Chloe bajó el teléfono. Michael la señaló directamente. Todo el auditorio se giró.
“Creíste que nadie vio lo que hiciste. Creíste que el dinero te hacía intocable.”
Luego levantó la tarjeta de presentación rota. Mi nombre. Partida por la mitad.
“Tengo las grabaciones de seguridad”, dijo.
La sala estalló en murmullos.
“Mi madre trabajó en dos empleos durante dieciocho años para que yo estuviera aquí.”
Su voz se quebró, luego se estabilizó.
“Limpiaba oficinas antes del amanecer. Trabajaba hasta altas horas de la noche. Nunca faltó a una reunión de padres. Ni una sola vez.”

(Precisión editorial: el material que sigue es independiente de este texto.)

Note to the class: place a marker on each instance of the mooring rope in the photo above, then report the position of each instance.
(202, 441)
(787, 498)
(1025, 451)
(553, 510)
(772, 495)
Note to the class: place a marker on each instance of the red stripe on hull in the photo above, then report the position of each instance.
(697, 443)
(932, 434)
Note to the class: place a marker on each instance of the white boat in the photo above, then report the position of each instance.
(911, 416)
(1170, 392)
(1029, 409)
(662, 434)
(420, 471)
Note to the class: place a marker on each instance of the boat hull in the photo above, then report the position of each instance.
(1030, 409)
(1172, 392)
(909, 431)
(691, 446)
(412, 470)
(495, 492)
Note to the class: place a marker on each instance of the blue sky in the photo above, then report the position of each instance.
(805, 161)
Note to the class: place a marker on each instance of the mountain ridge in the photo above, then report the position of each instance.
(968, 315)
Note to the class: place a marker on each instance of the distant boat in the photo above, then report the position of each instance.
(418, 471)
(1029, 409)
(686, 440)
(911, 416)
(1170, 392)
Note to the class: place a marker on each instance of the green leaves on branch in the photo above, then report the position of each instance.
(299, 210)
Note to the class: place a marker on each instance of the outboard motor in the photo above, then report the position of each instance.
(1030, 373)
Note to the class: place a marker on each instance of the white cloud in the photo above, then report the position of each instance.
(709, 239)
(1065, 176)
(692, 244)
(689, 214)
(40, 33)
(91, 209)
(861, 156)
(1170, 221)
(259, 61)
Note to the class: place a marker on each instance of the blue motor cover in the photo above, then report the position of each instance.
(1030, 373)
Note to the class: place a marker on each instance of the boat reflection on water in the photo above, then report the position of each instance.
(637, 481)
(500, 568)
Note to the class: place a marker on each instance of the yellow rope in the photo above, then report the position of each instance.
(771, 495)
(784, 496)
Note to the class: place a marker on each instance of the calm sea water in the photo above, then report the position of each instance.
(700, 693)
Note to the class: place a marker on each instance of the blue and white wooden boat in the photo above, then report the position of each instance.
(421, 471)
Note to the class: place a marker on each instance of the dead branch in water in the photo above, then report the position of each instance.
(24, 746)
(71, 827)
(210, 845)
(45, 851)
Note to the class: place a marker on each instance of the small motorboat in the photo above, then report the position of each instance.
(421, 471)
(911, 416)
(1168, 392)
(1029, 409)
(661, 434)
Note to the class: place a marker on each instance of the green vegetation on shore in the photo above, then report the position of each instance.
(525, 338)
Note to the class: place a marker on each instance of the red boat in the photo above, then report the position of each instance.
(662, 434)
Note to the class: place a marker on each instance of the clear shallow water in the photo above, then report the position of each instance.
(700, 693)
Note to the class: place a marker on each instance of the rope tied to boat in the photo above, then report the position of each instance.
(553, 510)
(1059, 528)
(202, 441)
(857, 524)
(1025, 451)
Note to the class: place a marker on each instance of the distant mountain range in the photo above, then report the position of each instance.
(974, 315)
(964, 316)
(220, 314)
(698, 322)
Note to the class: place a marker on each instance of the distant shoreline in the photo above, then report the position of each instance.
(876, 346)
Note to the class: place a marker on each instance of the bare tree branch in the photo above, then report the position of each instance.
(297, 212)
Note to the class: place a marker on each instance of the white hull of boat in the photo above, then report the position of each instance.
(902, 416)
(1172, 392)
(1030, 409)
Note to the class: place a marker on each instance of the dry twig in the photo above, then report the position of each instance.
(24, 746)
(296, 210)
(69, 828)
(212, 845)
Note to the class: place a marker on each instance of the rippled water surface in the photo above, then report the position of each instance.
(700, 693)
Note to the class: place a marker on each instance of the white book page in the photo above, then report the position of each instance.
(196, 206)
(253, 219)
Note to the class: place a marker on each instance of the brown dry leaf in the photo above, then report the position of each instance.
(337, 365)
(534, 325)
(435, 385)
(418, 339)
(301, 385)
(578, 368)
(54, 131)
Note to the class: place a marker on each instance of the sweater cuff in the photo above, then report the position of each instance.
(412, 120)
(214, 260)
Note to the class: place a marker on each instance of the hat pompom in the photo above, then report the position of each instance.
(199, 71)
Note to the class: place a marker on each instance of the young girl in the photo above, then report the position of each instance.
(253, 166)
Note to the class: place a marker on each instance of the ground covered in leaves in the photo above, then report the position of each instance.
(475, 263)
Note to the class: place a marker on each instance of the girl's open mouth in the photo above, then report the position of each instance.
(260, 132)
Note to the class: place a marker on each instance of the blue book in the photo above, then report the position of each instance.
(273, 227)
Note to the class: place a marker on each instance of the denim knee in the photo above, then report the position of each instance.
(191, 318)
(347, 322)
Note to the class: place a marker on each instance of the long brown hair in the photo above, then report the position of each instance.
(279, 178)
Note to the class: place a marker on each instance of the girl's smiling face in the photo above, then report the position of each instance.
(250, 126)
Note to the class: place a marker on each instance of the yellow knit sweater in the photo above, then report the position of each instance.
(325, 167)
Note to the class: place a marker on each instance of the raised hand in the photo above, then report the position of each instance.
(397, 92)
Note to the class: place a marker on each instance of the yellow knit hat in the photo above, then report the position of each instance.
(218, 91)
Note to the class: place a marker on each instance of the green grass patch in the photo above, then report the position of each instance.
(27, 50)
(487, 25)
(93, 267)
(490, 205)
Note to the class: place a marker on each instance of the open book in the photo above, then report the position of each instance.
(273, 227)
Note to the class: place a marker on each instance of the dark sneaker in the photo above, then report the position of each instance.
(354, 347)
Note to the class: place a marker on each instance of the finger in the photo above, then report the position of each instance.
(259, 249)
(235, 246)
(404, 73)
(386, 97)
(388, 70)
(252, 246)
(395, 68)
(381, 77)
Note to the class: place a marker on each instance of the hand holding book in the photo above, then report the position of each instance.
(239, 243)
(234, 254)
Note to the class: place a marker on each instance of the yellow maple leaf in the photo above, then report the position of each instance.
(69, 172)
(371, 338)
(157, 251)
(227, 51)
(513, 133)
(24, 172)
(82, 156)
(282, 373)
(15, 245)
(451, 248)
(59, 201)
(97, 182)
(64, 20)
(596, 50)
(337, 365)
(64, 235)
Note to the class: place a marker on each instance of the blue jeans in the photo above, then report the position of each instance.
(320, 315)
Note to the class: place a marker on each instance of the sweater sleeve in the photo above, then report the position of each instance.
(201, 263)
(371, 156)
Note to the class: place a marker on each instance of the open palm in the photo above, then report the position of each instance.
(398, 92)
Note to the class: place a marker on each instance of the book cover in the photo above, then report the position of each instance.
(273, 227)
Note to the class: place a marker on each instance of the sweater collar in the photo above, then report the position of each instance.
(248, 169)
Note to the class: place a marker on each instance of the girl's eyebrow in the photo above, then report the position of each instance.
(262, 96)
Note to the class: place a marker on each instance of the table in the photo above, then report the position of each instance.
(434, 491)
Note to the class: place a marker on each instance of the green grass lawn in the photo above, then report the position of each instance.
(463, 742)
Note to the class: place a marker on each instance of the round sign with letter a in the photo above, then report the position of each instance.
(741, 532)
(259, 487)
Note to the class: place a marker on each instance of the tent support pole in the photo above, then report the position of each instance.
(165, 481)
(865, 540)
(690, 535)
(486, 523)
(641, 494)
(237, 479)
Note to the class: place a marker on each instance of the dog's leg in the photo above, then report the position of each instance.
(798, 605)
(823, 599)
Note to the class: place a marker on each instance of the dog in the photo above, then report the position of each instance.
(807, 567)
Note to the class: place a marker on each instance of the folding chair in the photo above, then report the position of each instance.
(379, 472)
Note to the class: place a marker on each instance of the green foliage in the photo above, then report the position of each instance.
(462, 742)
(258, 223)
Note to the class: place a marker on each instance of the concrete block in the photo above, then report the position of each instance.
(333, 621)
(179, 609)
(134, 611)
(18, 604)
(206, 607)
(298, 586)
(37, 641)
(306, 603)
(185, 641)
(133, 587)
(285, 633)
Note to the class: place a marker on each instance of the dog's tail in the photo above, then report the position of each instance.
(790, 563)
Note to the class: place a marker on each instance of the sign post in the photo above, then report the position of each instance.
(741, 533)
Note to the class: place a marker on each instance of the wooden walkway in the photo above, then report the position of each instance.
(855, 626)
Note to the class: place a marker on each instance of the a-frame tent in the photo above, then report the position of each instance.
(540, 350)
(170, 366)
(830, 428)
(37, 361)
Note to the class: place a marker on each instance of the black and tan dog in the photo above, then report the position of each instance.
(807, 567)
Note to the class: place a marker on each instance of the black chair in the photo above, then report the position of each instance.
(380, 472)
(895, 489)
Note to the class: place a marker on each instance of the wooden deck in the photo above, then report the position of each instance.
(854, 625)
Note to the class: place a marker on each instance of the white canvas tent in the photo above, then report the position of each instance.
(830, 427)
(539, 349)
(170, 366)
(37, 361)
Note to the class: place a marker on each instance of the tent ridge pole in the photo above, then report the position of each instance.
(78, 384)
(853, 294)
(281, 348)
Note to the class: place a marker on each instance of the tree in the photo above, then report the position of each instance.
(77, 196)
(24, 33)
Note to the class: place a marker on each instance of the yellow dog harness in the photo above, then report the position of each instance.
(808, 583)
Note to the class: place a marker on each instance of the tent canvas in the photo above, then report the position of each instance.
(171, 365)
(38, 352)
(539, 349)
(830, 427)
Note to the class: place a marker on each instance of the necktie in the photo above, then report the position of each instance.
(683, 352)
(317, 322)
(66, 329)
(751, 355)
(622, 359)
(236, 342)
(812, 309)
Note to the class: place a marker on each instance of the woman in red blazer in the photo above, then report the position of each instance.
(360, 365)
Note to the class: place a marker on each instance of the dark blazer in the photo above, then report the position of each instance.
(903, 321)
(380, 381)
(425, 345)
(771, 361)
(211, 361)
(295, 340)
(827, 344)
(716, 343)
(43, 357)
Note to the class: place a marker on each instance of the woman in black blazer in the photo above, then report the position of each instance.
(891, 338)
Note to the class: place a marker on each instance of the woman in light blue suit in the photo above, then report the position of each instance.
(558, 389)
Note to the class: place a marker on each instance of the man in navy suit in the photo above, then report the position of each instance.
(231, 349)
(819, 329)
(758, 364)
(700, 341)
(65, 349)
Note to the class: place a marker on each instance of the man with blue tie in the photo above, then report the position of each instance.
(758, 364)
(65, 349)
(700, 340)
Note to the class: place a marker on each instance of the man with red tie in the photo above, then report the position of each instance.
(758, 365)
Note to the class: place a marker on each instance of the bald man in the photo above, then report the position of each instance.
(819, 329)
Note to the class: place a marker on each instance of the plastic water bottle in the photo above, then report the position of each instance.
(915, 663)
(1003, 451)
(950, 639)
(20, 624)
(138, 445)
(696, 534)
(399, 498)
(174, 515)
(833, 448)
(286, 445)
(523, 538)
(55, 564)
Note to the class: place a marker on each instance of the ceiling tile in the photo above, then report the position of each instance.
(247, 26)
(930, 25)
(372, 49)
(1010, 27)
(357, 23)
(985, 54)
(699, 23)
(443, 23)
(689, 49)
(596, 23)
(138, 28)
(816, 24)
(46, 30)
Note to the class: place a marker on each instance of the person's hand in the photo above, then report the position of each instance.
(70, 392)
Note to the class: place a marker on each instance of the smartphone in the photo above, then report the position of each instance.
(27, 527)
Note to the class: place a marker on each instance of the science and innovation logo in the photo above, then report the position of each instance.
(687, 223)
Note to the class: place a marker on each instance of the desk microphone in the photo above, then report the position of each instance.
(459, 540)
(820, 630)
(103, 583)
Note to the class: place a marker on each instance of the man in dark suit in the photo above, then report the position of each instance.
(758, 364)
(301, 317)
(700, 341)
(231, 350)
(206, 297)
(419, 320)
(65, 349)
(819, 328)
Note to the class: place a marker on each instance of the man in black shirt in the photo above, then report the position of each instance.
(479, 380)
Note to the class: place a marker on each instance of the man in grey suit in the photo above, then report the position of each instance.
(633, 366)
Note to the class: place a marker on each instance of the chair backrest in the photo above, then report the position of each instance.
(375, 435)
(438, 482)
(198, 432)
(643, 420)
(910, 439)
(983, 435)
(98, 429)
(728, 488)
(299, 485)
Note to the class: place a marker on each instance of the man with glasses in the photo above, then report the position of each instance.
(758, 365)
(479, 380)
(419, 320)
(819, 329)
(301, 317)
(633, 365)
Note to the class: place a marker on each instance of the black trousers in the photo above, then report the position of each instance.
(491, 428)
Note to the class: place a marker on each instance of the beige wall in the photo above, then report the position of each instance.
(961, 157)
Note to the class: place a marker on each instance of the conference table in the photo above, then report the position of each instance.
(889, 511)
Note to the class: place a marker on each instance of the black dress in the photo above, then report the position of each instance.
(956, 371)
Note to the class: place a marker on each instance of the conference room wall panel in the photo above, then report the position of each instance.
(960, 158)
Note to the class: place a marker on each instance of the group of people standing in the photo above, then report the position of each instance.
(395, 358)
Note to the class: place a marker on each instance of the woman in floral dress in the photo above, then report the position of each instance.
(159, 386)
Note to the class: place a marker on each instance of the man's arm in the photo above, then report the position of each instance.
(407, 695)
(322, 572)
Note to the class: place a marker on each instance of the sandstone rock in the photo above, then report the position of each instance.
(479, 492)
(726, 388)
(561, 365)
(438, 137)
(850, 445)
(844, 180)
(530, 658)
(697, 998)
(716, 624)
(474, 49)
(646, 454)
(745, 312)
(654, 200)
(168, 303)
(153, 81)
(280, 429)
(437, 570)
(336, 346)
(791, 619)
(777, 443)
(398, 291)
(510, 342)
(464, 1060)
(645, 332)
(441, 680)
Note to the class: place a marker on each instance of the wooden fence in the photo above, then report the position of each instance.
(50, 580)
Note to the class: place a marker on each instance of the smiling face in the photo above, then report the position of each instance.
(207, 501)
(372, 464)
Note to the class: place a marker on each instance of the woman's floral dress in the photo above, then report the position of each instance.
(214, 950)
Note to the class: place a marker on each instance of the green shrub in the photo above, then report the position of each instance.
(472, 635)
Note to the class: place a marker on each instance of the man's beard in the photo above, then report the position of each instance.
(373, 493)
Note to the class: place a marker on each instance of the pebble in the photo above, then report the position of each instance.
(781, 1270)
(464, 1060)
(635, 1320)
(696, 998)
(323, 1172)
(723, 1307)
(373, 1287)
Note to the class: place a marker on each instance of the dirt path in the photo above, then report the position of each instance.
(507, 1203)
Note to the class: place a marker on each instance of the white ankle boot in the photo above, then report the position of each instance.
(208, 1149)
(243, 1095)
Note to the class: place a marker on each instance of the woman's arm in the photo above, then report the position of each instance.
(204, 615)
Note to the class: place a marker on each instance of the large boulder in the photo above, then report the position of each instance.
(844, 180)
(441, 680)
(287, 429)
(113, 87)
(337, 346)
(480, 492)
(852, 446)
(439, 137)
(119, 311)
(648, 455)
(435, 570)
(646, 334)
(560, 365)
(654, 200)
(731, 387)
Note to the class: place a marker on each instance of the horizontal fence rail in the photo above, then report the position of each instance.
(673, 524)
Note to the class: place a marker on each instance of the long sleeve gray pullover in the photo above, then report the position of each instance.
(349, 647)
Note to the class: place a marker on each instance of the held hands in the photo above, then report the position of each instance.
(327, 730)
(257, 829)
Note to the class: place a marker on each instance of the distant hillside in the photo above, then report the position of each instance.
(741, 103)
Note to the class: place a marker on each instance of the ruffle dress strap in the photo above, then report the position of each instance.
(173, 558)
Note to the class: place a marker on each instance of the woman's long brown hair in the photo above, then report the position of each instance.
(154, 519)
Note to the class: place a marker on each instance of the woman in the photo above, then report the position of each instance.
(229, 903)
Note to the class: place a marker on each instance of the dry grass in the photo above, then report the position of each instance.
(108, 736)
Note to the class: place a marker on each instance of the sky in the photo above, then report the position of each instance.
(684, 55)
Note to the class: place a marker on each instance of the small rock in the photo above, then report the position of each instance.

Señaló hacia el fondo del auditorio. Hacia mí.
“Estoy aquí por ella.”
Todo el público se giró. Por primera vez, seiscientas personas me vieron. No a Chloe. No David. Yo. Y allí, de pie bajo el letrero de salida, me di cuenta de algo. Cada sacrificio había valido la pena. Cada madrugón. Cada noche sin dormir. Cada lucha. Lo habíamos logrado. Y mi hijo se había asegurado de que todos supieran quién merecía el asiento en primera fila.